Born in Manchester in 1934, Evans studied at the Slade School of Art (1957–60), exhibiting regularly in London from 1962 until 1991. One of Britain's most innovative sculptors—a generation younger than Anthony Caro and coming before the New  British Sculptors of the 1980s, which included Richard Deacon as well as Tony Cragg and Richard Wentworth. Evans is known for his use of geometric, asymmetrical forms and a commitment to using everyday materials such as plywood, fibreglass and polythene. Evans influenced a generation of British sculptors not just through his innovative approach to sculpture but also as a teacher at Central St Martin's School of Art.

Turner Prize winner Richard Deacon's selection of Evans' work results from extensive conversations between the two sculptors and focuses on work created in the first two decades of Evans' long and varied career. The show will bring together the Arts Council Collection's significant holdings of Evans' work, alongside key loans from major UK collections including the British Museum, Leeds Museums and Galleries and Tate as well as a selection of key pieces from the artist's studio. It will feature many sculptures that have not been seen in public since they were first exhibited in the 1960s and 70s.

Influenced early on by American Abstract Expressionism in painting, one of Evans' central preoccupations was how to create sculptural forms that carried no reference to the world. Pieces such as Untitled No. 37 (1967) will show how Evans investigated this, working with the then new, versatile and lightweight medium of fibreglass, to depart from the sculptural traditions in bronze inherited from Henry Moore and Barbara Hepworth.

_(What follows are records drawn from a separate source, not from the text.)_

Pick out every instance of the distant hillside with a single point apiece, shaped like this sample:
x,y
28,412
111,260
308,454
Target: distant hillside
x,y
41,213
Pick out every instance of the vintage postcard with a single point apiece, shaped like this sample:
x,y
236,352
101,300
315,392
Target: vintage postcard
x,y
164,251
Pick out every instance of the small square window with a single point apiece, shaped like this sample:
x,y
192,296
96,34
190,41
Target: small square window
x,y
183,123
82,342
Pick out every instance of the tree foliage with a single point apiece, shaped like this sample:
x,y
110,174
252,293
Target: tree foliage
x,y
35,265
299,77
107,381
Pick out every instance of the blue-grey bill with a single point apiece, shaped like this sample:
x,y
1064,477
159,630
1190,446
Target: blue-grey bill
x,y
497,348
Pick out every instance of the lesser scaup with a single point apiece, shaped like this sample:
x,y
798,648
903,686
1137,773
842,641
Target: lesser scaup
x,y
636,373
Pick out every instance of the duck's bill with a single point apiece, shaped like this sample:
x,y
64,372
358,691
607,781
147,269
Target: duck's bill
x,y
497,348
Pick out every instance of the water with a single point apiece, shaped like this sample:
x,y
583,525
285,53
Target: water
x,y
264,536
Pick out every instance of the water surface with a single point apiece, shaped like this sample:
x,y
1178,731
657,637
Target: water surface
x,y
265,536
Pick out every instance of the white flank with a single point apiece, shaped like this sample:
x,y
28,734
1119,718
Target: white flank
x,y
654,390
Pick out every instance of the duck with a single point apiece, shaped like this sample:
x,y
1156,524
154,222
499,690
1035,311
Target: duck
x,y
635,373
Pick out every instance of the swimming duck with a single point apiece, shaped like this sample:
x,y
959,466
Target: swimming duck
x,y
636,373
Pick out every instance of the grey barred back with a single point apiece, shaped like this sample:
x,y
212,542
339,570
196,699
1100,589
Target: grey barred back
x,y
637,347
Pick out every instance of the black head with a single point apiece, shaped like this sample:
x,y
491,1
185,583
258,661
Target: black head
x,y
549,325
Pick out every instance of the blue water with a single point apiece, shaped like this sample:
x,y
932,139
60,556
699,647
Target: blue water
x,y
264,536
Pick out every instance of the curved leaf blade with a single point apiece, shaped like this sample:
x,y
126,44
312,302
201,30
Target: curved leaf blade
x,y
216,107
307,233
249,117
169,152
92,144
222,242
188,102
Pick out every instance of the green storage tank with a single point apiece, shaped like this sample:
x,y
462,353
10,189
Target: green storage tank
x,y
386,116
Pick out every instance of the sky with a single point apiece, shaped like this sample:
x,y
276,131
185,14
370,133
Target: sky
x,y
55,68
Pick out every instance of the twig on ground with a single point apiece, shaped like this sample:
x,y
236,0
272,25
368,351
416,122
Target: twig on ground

Evans' 'carpet' pieces of the 1970s will also be exhibited, and will demonstrate his testing of a variety of materials including polythene, which he used to form a tactile sculptural membrane in St Mary's No 1 (1978). Later pieces such as Wedge II (1979), made from the salvaged debris from a collapsed shed outside Evans' studio, demonstrate the radical departure the artist instigated in British sculpture in the 1970s. Evans' achievements of the 60s and 70s were perhaps overshadowed by his almost immediate retreat from the British art scene, moving to the USA in 1979. Dramatic new directions are also apparent in the series of 41 drawings he made in the US in 1982. The Yaddo Drawings, 11 of which have been borrowed for this exhibition from the British Museum, where made during a five-week residency at the Yaddo artist colony in Saratoga Springs, New York. Exuberant and inventive, the drawings introduce a multitude of forms and 'bodies' that anticipate later work.